🤖 AI Summary
This work addresses the underexplored yet critical task of document-level semantic divergence identification in multilingual settings. To this end, the authors introduce CL-SD—the first naturalistic, document-granularity, cross-lingual benchmark dataset—covering English–German, English–French, and English–Italian parallel texts, with 224 manually annotated token-level divergences. CL-SD bridges three key gaps in prior work: language coverage (cross-lingual), text granularity (document-level), and data provenance (real-world texts). The authors conduct systematic experiments using both open- and closed-source large language models and encoders under multiple fine-tuning paradigms, evaluating performance against human annotations as the gold standard. Results reveal substantially lower model accuracy on CL-SD compared to monolingual or sentence-level semantic alignment tasks, underscoring the fundamental difficulty of cross-lingual document-level semantic alignment.
📝 Abstract
Recognizing semantic differences across documents, especially in different languages, is crucial for text generation evaluation and multilingual content alignment.
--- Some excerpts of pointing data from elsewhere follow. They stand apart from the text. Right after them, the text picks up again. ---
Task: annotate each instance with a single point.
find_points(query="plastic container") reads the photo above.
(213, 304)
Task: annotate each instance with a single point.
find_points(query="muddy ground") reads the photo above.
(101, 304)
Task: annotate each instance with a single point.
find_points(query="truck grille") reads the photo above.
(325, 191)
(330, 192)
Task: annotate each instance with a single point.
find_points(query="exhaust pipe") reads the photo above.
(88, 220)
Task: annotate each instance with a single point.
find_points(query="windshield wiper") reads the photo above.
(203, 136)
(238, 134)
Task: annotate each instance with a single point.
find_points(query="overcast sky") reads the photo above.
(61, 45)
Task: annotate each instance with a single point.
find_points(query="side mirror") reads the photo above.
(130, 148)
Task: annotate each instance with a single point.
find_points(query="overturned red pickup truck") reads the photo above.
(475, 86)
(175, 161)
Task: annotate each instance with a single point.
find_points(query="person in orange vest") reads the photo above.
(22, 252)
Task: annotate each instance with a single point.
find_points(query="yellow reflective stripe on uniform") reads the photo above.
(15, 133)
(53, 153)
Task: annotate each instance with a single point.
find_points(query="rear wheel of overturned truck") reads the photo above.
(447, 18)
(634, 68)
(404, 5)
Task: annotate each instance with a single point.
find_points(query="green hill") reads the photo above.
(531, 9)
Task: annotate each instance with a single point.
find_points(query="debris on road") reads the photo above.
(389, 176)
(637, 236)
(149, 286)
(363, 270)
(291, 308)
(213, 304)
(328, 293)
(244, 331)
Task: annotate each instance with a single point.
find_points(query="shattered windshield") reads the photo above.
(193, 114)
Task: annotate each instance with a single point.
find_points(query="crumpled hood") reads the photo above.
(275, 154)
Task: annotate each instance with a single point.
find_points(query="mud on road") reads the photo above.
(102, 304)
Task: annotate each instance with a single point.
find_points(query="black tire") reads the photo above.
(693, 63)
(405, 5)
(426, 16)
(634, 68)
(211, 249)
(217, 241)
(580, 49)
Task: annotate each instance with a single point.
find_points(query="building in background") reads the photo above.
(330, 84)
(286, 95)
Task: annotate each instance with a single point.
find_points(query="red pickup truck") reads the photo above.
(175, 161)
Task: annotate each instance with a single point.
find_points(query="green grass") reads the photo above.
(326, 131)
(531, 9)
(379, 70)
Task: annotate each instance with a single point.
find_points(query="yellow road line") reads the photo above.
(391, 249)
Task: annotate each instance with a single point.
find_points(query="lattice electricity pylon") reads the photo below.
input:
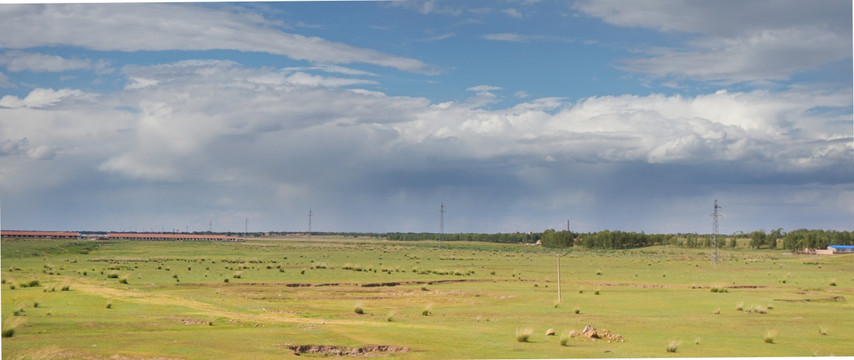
(715, 245)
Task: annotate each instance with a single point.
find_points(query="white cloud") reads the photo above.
(254, 134)
(40, 98)
(129, 27)
(481, 88)
(17, 61)
(5, 82)
(737, 41)
(511, 37)
(511, 12)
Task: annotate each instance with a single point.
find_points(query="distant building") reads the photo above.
(836, 249)
(841, 249)
(171, 236)
(40, 234)
(129, 236)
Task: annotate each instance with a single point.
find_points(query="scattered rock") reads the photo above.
(334, 350)
(591, 333)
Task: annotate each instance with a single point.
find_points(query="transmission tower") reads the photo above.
(715, 245)
(442, 221)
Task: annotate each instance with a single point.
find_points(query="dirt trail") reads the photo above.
(160, 298)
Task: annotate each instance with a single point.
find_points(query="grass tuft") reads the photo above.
(564, 339)
(524, 335)
(770, 335)
(673, 345)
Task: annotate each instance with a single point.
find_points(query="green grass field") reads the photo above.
(251, 300)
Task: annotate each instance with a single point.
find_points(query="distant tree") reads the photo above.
(772, 238)
(556, 239)
(757, 238)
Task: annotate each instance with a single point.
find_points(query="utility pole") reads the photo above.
(442, 221)
(715, 245)
(558, 275)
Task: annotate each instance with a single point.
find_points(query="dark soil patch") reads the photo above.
(335, 350)
(828, 299)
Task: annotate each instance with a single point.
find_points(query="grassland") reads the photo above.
(263, 298)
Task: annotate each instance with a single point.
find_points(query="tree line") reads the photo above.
(615, 239)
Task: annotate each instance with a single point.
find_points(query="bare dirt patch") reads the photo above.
(827, 299)
(335, 350)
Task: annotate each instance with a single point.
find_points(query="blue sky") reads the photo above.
(518, 115)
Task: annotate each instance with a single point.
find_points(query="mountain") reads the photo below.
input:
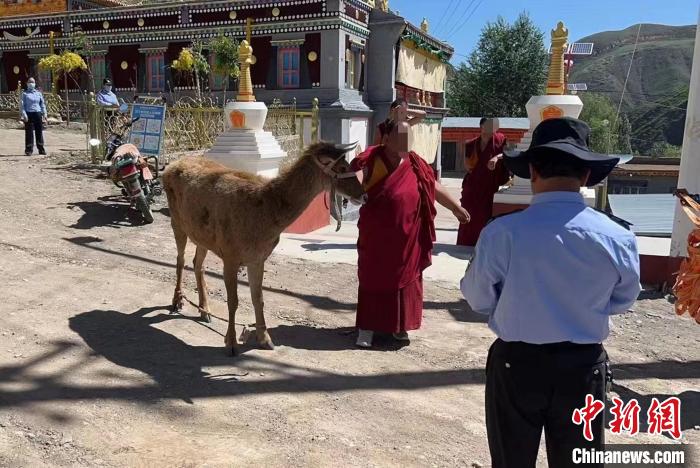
(657, 90)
However, as a standalone task it has received little attention. We address this by introducing SwissGov-RSD, the first naturalistic, document-level, cross-lingual dataset for semantic difference recognition. It encompasses a total of 224 multi-parallel documents in English-German, English-French, and English-Italian with token-level difference annotations by human annotators. We evaluate a variety of open-source and closed source large language models as well as encoder models across different fine-tuning settings on this new benchmark. Our results show that current automatic approaches perform poorly compared to their performance on monolingual, sentence-level, and synthetic benchmarks, revealing a considerable gap for both LLMs and encoder models. We make our code and datasets publicly available.